Die Angeklagten selbst hatten einerseits immer wieder versucht, sich als „einfache Rechte“ zu inszenieren oder behauptet, dass sie mit der rechten Szene nichts (mehr) zu tun hätten. Gerade die Höhe der Bewährungsstrafen lässt jedoch darauf schließen, dass die Geschworenen sich von dieser Selbstdarstellung wohl doch nicht so ganz überzeugen ließen. Immerhin wurden alle drei zu einer auf drei Jahre bedingten Freiheitsstrafe nach § 3g des Verbotsgesetzes verurteilt: Kai Rolf Müller bekam 18 Monate, Isabella Kordas 16 Monate und Dorothee Müller 15 Monate. Mildernd war hinzu gekommen, dass alle drei Angeklagten bislang unbescholten waren, erschwerend jedoch, dass sie sich nicht geständig gezeigt hatten.

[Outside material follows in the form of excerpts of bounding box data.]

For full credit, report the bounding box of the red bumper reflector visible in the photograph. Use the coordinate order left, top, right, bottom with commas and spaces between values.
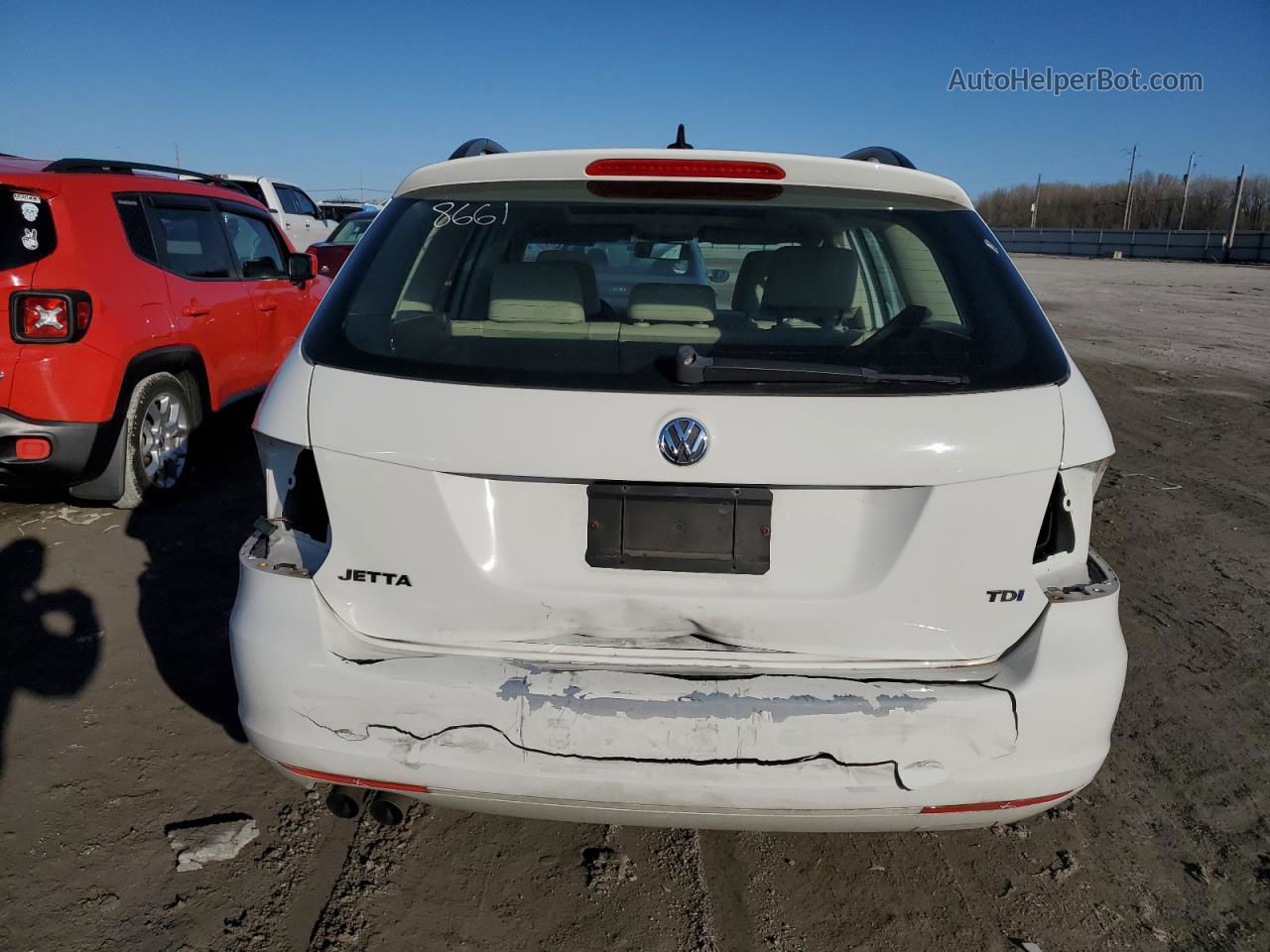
922, 789, 1072, 813
586, 159, 785, 181
13, 436, 54, 462
278, 762, 428, 793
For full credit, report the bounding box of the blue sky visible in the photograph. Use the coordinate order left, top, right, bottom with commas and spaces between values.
0, 0, 1270, 195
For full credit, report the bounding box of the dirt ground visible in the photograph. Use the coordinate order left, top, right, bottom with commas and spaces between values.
0, 258, 1270, 952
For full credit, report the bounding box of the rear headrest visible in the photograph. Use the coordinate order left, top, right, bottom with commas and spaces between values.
537, 250, 599, 317
731, 251, 772, 313
627, 283, 715, 323
763, 248, 860, 312
489, 262, 586, 323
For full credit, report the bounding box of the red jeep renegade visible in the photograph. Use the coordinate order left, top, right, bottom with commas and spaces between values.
0, 155, 329, 508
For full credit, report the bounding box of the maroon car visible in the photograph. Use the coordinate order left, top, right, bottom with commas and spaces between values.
309, 212, 378, 278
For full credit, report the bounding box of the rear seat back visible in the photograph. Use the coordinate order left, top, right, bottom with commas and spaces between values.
449, 262, 617, 340
618, 283, 718, 344
731, 251, 774, 317
537, 250, 603, 317
759, 248, 860, 329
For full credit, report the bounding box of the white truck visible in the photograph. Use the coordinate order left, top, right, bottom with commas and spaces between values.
223, 176, 336, 251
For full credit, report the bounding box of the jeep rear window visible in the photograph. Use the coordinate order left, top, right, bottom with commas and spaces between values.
0, 185, 58, 272
305, 182, 1068, 394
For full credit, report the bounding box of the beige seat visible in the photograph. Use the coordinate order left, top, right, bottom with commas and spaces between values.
759, 248, 860, 330
537, 250, 603, 317
618, 283, 718, 344
449, 262, 618, 340
731, 251, 774, 317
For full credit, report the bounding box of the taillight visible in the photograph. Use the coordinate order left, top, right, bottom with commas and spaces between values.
10, 291, 92, 344
586, 159, 785, 181
13, 436, 54, 462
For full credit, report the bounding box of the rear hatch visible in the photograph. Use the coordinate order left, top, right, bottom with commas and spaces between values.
297, 167, 1067, 662
0, 179, 58, 408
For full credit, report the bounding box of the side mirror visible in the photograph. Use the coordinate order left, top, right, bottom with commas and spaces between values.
287, 253, 318, 285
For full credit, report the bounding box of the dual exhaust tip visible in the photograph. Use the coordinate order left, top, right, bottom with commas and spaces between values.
326, 787, 413, 826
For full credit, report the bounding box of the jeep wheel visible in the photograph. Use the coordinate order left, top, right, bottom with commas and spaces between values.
115, 373, 191, 509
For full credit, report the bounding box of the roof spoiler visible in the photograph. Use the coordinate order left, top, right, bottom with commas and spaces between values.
449, 139, 507, 159
842, 146, 917, 169
45, 159, 242, 191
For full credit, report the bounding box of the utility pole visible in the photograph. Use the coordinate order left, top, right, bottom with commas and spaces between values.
1225, 165, 1247, 262
1178, 153, 1195, 231
1120, 142, 1138, 231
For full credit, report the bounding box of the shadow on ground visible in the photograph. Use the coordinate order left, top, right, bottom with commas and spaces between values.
0, 538, 101, 775
127, 400, 264, 743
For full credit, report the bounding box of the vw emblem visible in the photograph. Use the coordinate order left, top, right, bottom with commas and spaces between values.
657, 416, 710, 466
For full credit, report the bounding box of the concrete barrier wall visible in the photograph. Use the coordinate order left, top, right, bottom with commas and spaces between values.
993, 228, 1270, 262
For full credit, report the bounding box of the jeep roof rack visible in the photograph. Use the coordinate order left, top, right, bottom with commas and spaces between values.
449, 139, 507, 159
45, 159, 242, 191
842, 146, 917, 169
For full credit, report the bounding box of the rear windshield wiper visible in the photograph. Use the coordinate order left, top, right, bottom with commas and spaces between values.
675, 344, 969, 386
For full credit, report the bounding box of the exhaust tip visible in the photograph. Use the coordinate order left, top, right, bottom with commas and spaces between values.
367, 797, 405, 826
326, 787, 363, 820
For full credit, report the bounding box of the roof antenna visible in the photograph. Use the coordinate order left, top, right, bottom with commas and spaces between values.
667, 122, 693, 149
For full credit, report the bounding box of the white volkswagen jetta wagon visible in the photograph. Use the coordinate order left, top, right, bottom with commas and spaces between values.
232, 140, 1125, 830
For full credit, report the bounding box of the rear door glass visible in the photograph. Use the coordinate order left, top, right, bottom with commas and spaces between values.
154, 203, 236, 280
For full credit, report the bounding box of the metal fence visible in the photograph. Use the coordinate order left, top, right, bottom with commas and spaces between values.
993, 228, 1270, 263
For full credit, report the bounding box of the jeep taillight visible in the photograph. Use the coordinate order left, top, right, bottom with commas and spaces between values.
10, 291, 92, 344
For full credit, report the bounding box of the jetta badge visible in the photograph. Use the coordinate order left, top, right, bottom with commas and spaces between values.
657, 416, 710, 466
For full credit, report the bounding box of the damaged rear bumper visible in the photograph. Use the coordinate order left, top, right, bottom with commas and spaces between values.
231, 549, 1125, 830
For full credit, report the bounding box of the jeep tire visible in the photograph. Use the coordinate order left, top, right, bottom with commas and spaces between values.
114, 373, 193, 509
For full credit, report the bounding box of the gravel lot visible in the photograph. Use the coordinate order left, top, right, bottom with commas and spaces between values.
0, 258, 1270, 952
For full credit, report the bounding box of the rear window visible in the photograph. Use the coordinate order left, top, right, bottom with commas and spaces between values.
0, 185, 58, 271
234, 178, 269, 205
305, 185, 1067, 394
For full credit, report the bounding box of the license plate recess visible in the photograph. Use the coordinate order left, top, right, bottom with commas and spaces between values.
586, 482, 772, 575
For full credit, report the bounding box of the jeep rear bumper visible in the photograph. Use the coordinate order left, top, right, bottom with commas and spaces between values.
231, 544, 1125, 830
0, 410, 110, 489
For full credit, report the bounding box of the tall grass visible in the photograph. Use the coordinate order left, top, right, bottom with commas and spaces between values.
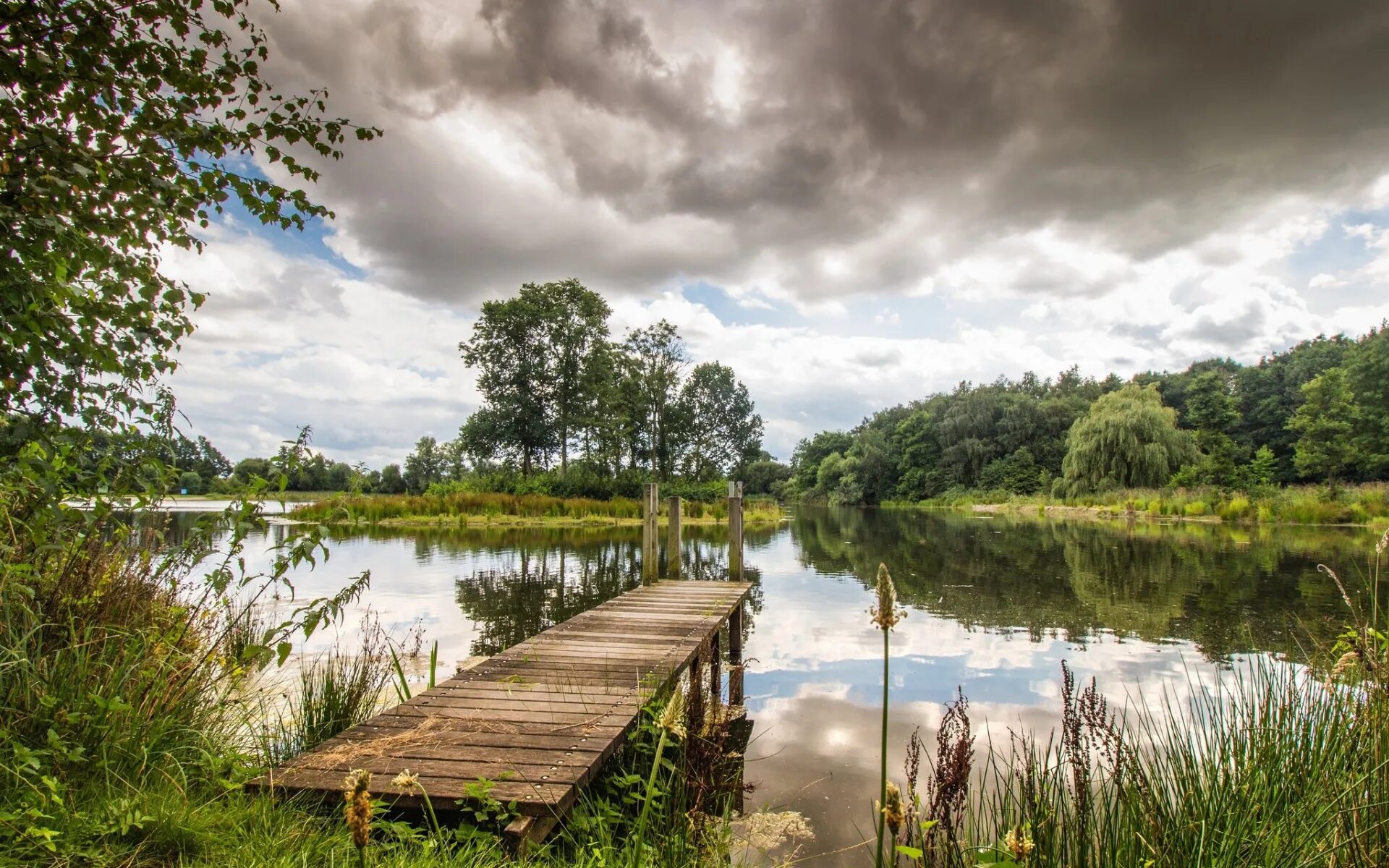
290, 492, 782, 527
893, 532, 1389, 868
258, 621, 391, 765
878, 665, 1389, 868
905, 482, 1389, 525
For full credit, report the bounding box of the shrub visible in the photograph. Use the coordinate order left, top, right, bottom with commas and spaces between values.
1220, 495, 1253, 521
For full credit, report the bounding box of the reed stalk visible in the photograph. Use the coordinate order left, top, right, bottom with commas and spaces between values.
872, 564, 907, 868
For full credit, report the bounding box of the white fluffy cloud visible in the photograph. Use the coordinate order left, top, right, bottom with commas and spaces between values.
157, 0, 1389, 465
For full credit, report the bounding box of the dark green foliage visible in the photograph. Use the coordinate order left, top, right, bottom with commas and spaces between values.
1061, 385, 1197, 495
734, 451, 790, 495
679, 361, 763, 480
455, 279, 763, 495
980, 446, 1042, 495
786, 328, 1389, 503
1345, 322, 1389, 469
0, 0, 378, 427
402, 436, 449, 495
791, 368, 1118, 503
1288, 368, 1356, 485
1186, 370, 1246, 486
459, 279, 611, 474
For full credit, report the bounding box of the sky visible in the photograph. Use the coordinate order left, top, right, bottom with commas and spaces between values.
164, 0, 1389, 467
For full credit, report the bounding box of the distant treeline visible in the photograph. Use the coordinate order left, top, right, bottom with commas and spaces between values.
779, 325, 1389, 504
122, 279, 790, 500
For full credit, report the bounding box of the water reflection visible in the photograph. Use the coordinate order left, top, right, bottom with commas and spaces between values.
171, 509, 1372, 865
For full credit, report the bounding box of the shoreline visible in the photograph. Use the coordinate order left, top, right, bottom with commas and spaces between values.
955, 503, 1389, 529
299, 514, 788, 529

Leider bestätigte sich auch bei diesem Prozess die von Stoppt die Rechten seit einiger Zeit beklagte Entwicklung, dass Neonazi-Prozesse in österreichischen Tageszeitungen offensichtlich keine_n mehr interessieren dürften. Abermals glänzten diese weniger durch aufmerksame oder kritische Berichtserstattung als durch Abwesenheit.